Tag: randy slone


A solid-state tale. My favourite amp.

After finishing my last solid-state amplifier I was away from the DIY audio scene for some months but a few weeks ago something bad happened to my last amp. My roommate was helping my move my audio components from my car trunk to my apartment and he accidentally dropped my solid state amplifier down the stairs. The amplifier didn’t have an enclosure and all the components were mounted on a wooden board so you can imagine what happened to the PCBs after that accident. It was time for a new build! After browsing the Bgaudioclub forum I came across a great thread about the Randy Slone’s favourite amplifier schematic from his book The Audiophile’s Project Sourcebook. I don’t know if it’s ok to post the schematics here, but if I infringed any copyrights please drop me a mail to remove it.

As the schematic is relatively complex for a homemade PCB. I found out that a forum mate had some PCBs left and I bought two. Then I ordered the parts required for this build from Comet/Farnell. The problem was they didn’t have the 2SK1058 and 2SJ162, so I ordered them directly from the USA to be sure that I won’t come across fake transistors. A few days later I had everything to begin with the build.

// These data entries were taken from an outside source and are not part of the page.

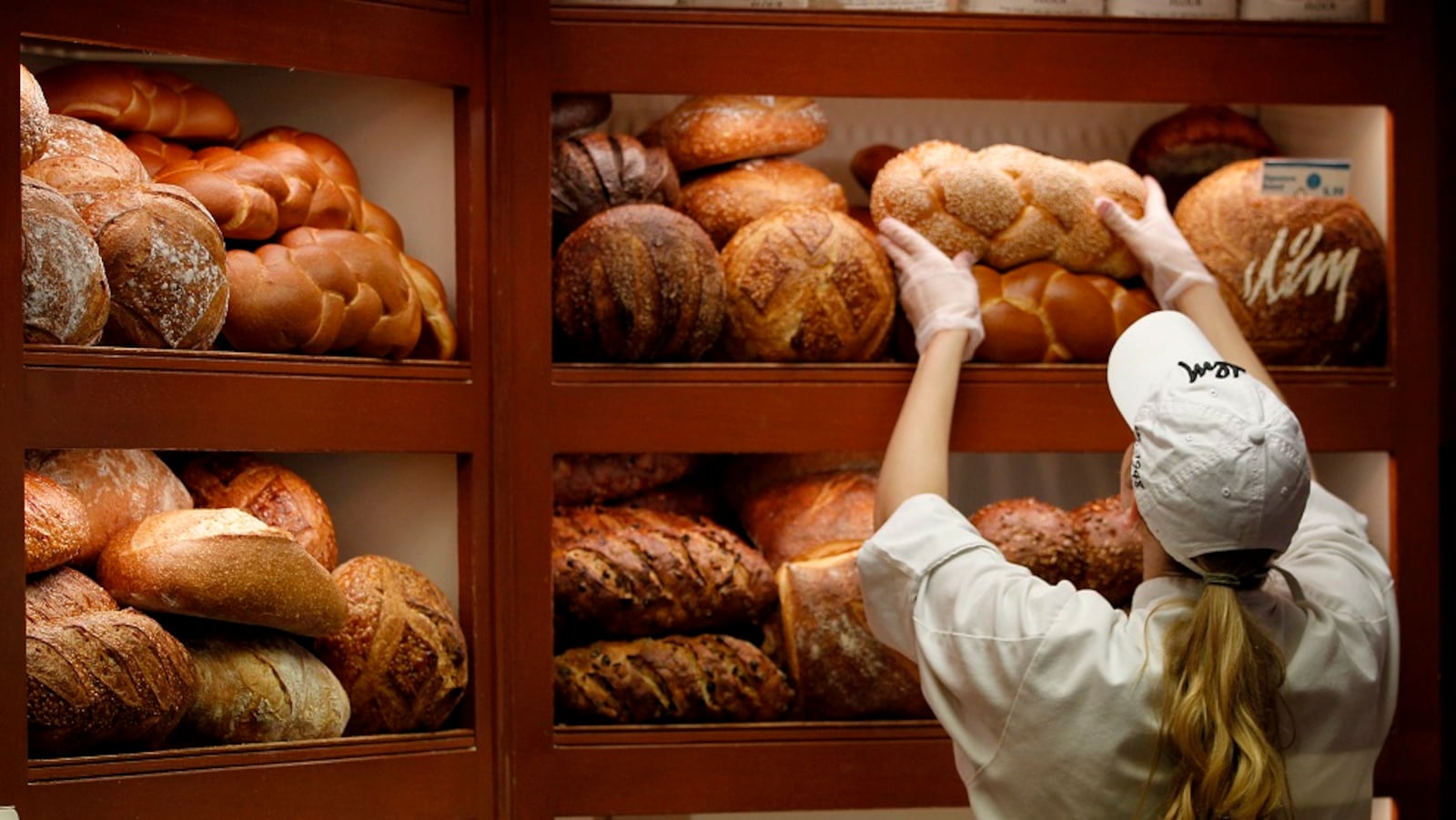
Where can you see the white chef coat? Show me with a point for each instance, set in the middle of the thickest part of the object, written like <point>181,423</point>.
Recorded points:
<point>1053,696</point>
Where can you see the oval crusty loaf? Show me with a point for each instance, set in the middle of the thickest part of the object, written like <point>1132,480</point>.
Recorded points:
<point>402,654</point>
<point>101,681</point>
<point>65,291</point>
<point>1011,206</point>
<point>638,283</point>
<point>673,679</point>
<point>625,572</point>
<point>121,96</point>
<point>807,284</point>
<point>116,488</point>
<point>259,688</point>
<point>1045,312</point>
<point>222,564</point>
<point>730,198</point>
<point>1303,276</point>
<point>271,492</point>
<point>167,266</point>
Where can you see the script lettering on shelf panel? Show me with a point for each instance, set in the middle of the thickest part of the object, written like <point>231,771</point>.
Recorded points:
<point>1302,273</point>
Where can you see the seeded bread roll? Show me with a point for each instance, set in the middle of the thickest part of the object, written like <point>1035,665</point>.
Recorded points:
<point>673,679</point>
<point>807,284</point>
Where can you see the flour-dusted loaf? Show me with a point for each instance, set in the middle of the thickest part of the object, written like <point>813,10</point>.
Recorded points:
<point>728,198</point>
<point>257,686</point>
<point>271,492</point>
<point>839,669</point>
<point>1303,276</point>
<point>102,681</point>
<point>65,293</point>
<point>1036,535</point>
<point>720,128</point>
<point>1045,312</point>
<point>116,487</point>
<point>807,284</point>
<point>673,679</point>
<point>222,564</point>
<point>628,572</point>
<point>400,654</point>
<point>1009,206</point>
<point>638,283</point>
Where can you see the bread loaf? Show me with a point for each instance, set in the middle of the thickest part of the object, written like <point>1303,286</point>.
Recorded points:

Almost all the components on the PCB were SMD including many transistors and I don’t have a reflow station so it took a some hours to solder everything on both sides of the PCBs. After I soldered everything, mounted the transistors to a heatsink and connected the cables I plugged the amplifier into the mains. Hm, there wasn’t anything coming out from the speakers… I wondered what’s wrong, but then I pressed play. The amplifier was perfectly working, it was so quiet that I could not hear any noise coming from my speakers… NICE!

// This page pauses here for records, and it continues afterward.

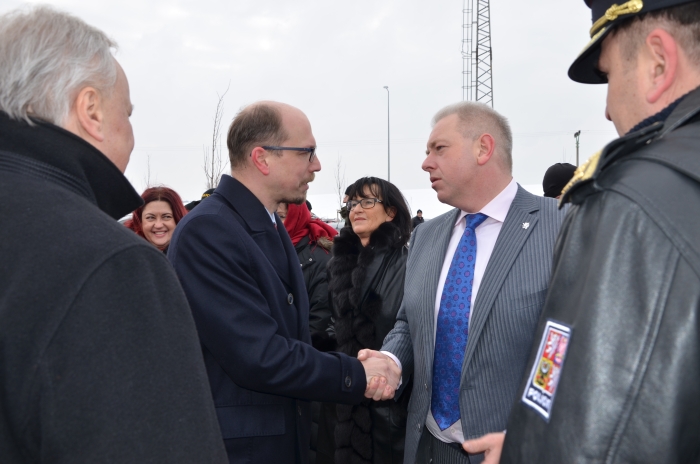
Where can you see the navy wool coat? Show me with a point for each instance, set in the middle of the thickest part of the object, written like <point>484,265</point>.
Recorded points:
<point>242,278</point>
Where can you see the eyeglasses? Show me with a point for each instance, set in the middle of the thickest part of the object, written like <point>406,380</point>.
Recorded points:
<point>366,203</point>
<point>310,151</point>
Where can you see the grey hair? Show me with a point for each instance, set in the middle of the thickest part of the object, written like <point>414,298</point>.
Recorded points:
<point>477,119</point>
<point>46,58</point>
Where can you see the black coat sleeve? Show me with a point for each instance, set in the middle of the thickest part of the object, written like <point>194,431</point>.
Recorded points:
<point>123,379</point>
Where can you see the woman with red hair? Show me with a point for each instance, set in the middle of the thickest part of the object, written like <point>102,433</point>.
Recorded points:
<point>156,219</point>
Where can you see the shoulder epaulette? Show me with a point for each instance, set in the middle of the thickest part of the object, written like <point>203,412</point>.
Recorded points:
<point>582,173</point>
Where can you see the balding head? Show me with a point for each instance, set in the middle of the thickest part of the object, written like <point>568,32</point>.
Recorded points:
<point>46,58</point>
<point>477,119</point>
<point>261,123</point>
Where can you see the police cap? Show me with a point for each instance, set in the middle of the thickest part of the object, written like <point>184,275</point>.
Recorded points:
<point>606,16</point>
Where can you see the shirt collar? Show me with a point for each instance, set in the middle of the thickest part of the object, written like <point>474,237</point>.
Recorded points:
<point>498,207</point>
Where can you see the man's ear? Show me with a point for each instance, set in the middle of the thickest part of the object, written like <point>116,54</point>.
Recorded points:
<point>86,118</point>
<point>660,55</point>
<point>485,146</point>
<point>260,158</point>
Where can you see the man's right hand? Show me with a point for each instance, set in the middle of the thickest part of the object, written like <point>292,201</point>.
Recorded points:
<point>382,373</point>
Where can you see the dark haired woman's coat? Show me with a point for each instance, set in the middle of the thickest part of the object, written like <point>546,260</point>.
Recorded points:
<point>366,288</point>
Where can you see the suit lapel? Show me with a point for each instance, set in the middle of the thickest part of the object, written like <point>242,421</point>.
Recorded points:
<point>508,245</point>
<point>256,218</point>
<point>435,242</point>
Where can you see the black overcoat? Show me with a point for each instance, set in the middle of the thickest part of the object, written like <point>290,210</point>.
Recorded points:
<point>242,278</point>
<point>99,356</point>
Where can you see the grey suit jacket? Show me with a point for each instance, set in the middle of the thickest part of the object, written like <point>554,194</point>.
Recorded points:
<point>503,321</point>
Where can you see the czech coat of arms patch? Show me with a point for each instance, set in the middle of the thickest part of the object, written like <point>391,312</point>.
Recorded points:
<point>542,383</point>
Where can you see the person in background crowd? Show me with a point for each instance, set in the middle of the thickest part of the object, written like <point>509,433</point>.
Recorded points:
<point>556,178</point>
<point>99,355</point>
<point>242,277</point>
<point>366,280</point>
<point>618,379</point>
<point>156,219</point>
<point>417,220</point>
<point>312,240</point>
<point>189,206</point>
<point>344,209</point>
<point>476,281</point>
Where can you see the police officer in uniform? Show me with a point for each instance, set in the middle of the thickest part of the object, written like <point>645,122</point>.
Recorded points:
<point>614,374</point>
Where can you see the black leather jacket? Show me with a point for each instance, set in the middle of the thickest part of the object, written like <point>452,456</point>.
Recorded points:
<point>626,287</point>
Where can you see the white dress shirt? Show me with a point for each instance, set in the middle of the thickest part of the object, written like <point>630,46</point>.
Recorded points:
<point>486,236</point>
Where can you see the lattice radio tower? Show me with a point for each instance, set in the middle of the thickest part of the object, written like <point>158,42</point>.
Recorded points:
<point>477,80</point>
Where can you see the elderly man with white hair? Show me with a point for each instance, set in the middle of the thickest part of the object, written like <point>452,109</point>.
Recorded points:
<point>99,357</point>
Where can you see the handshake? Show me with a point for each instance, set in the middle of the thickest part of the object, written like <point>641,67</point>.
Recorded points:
<point>383,374</point>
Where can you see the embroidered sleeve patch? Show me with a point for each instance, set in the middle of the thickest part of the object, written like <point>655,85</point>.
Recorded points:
<point>542,384</point>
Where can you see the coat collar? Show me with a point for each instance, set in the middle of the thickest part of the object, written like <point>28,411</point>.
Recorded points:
<point>48,152</point>
<point>250,208</point>
<point>274,243</point>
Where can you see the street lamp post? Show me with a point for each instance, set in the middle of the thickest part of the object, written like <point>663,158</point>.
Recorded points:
<point>388,137</point>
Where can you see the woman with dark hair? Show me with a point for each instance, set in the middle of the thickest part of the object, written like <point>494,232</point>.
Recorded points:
<point>156,219</point>
<point>366,277</point>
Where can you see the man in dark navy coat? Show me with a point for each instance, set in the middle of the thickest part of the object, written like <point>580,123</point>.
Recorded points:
<point>242,278</point>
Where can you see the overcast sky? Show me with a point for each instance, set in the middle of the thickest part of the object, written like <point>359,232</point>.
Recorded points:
<point>332,60</point>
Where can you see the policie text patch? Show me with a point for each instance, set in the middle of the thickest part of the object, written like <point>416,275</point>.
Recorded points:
<point>542,384</point>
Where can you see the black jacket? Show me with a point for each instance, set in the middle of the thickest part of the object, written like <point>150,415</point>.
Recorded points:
<point>314,260</point>
<point>416,221</point>
<point>366,288</point>
<point>99,357</point>
<point>241,276</point>
<point>626,288</point>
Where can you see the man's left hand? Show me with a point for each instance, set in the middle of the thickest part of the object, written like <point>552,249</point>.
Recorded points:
<point>490,444</point>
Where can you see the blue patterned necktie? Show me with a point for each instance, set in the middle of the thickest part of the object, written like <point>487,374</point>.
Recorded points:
<point>453,326</point>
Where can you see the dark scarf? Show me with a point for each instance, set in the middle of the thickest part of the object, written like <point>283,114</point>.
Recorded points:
<point>356,307</point>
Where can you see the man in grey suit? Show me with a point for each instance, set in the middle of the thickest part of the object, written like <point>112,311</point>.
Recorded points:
<point>476,281</point>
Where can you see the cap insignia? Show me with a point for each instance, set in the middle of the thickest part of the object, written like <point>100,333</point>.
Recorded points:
<point>631,7</point>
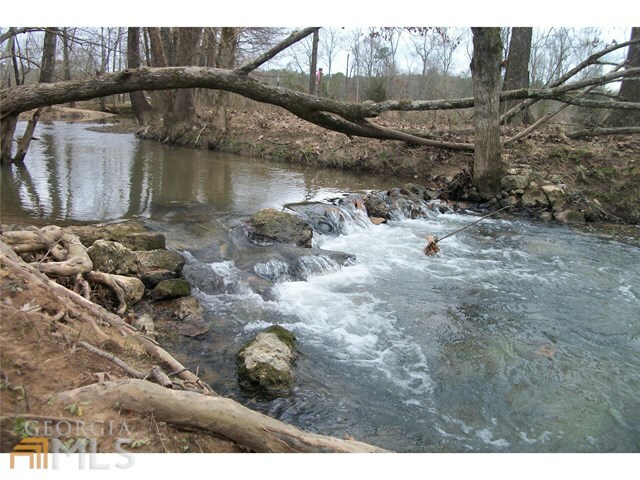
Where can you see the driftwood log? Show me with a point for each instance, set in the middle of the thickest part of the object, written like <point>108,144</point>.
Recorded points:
<point>197,406</point>
<point>218,415</point>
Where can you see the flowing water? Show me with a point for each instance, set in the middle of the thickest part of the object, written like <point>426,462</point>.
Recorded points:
<point>518,337</point>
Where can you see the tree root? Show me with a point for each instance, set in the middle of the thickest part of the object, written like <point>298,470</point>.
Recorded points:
<point>79,307</point>
<point>109,281</point>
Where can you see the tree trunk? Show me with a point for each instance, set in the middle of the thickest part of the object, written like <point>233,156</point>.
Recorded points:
<point>225,58</point>
<point>141,107</point>
<point>66,55</point>
<point>630,88</point>
<point>7,130</point>
<point>218,415</point>
<point>184,108</point>
<point>164,98</point>
<point>46,76</point>
<point>517,72</point>
<point>488,168</point>
<point>314,63</point>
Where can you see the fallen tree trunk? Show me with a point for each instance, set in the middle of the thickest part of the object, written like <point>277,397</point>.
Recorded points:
<point>218,415</point>
<point>89,312</point>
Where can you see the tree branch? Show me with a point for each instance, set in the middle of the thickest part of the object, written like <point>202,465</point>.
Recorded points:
<point>578,68</point>
<point>286,43</point>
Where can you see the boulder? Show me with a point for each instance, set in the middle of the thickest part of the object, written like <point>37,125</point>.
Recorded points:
<point>570,216</point>
<point>158,260</point>
<point>272,225</point>
<point>414,188</point>
<point>189,309</point>
<point>144,241</point>
<point>534,198</point>
<point>514,182</point>
<point>132,287</point>
<point>196,329</point>
<point>326,219</point>
<point>172,288</point>
<point>132,235</point>
<point>112,257</point>
<point>555,195</point>
<point>146,325</point>
<point>376,206</point>
<point>266,361</point>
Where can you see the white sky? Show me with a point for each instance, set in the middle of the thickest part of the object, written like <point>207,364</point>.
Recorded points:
<point>319,13</point>
<point>331,13</point>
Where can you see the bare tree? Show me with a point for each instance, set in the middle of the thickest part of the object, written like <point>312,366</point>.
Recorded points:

There are silicone insulation pads between the transistors and the heatsink, I just cut them to match the size of the transistors and therefore you can’t see them.

The PSU:

It is a classic unregulated PSU consisting of a 500VA copper shield insulated transformer with a 39-0-39VAC secondary, 4x HER607 diodes shunted with 4x 33nF caps and 2x 15,000uF/63V filter capacitors(+100nF MKPs). An EMI filter is added before the trans.

First impression:

My first impression of this amplifier was “WOW”… As soon as I pressed play the room was filled with warm yet very dynamic sound with plenty of bass considering my bookshelf speakers /B&W 685/. I listened to the following tracks at first: Sade – Jezebel, Sade – No Ordinary Love, Candy Dulfer – Lilly Was Here, AYO – Without You, Zazz – Je Veux, Steve Strauss – Mr. Bones and some orchestra.  I knew that the 22uF bipolar Nichicon Muse at the input was not the best choice for this amplifier/for any amplifier/ but I still liked the sound. After an hour or so listening, the capacitor started to settle down and the sound became more transparent and colorful. I didn’t have enough time to let the amplifier settle down and listen to it because I went on a vacation for a few days. I will post a follow-up with more details about the build and the sound when I get back in a few days.

So far this is the best DIY solid-state amplifier I’ve ever heard!